Abstract

Since the American College of Medical Genetics and Genomics (ACMG) published recommendations for reporting incidental findings in clinical exome and genome sequencing in 2013, the list of suggested actionable genes appear more and more frequently in the reports of genetic testing. However, the existence of low-coverage regions, no matter happening systematically or randomly, in whole genome sequencing (WGS) or whole exome sequencing (WES) raise the chances of false negatives when reporting pathogenicity in variant discovery. To evaluate the effectivity of different sequencing methods, this study developed a workflow to examine low-coverage regions in ACMG actionable genes (version 2 contains 59 genes) on three groups of sequencing data, including 5 samples of 30X WGS, 41 samples of 40X WGS, and 11 samples of WES. By extracting the ACMG regions of the alignment files, we first found that per-base mean coverage in WES is significantly higher in some chromosomes (2, 5, 6, 9, 13, 14, 17, 18) than the others, and the overall average (44.5) is higher than 30X WGS (32.4) and 40X WGS (36.2).
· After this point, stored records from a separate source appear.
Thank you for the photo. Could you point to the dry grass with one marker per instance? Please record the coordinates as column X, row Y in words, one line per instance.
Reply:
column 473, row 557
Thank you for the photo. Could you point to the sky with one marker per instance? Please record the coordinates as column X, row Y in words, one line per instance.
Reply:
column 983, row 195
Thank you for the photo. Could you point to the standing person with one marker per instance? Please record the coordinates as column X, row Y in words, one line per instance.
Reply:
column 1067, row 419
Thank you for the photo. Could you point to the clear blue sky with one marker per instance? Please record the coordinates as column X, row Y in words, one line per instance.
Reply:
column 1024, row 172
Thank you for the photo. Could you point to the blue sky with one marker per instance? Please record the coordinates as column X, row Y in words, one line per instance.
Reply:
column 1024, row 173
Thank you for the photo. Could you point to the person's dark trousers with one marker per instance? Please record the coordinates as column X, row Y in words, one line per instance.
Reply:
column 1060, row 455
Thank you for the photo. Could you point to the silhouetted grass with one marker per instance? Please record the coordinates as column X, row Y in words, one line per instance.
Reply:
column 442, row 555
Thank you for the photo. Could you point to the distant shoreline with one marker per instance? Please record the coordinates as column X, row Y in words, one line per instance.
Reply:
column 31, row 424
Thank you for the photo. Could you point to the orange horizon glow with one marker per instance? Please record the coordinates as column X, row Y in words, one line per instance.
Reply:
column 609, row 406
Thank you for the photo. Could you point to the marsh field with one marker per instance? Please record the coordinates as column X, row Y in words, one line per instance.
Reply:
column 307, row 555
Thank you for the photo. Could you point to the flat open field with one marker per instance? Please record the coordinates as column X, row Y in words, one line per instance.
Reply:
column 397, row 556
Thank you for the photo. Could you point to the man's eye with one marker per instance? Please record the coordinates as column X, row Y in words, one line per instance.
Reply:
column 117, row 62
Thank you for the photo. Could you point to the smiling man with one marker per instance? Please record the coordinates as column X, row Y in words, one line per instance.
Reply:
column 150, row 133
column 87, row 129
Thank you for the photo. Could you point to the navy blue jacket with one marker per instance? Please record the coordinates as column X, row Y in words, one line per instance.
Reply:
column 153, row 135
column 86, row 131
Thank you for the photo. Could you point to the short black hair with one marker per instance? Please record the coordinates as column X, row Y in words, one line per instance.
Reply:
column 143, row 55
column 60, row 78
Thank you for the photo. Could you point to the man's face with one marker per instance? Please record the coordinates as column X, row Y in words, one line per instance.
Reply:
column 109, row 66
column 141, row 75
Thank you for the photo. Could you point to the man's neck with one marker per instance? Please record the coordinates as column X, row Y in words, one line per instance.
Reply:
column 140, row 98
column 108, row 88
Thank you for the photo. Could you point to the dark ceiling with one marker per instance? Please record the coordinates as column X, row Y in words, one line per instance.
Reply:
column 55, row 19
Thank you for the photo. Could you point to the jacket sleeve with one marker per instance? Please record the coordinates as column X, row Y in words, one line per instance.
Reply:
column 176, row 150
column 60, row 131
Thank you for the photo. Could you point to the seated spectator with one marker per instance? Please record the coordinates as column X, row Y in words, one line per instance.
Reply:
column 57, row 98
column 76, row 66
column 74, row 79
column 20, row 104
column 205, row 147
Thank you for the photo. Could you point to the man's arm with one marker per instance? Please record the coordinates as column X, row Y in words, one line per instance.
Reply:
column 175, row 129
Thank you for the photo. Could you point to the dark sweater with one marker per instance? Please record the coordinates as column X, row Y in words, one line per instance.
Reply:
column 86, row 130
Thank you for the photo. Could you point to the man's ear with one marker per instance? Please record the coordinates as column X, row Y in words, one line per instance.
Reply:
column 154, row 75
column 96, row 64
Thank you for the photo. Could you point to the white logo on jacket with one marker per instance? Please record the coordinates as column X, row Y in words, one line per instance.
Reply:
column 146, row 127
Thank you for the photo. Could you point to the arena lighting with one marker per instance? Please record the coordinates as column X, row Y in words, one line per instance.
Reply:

However, the total length of the low-coverage regions in ACMG actionable genes is higher in WES samples: 23 times higher than 40X WGS, and 8 times higher than 30X WGS. When looking into ClinVar significance of pathogenic/likely pathogenic (P/LP) variants (the 2020/03/16 release contains 21,388 P/LP variants falling in the 59 actionable genes), 100% (11/11) WES samples and 80% (4/5) 30X WGS samples have more than 20 P/LP variants in the low-coverage regions, while only 2.4% (1/41) 40X WGS samples have such a risk of missing >20 P/LP variants. We conclude that in order to reduce the possibility of missing clinically significant variants, 40X WGS are more recommended than 30X WGS and WES to achieve satisfied quality of characterizing ACMG actionable genes in genetic testing.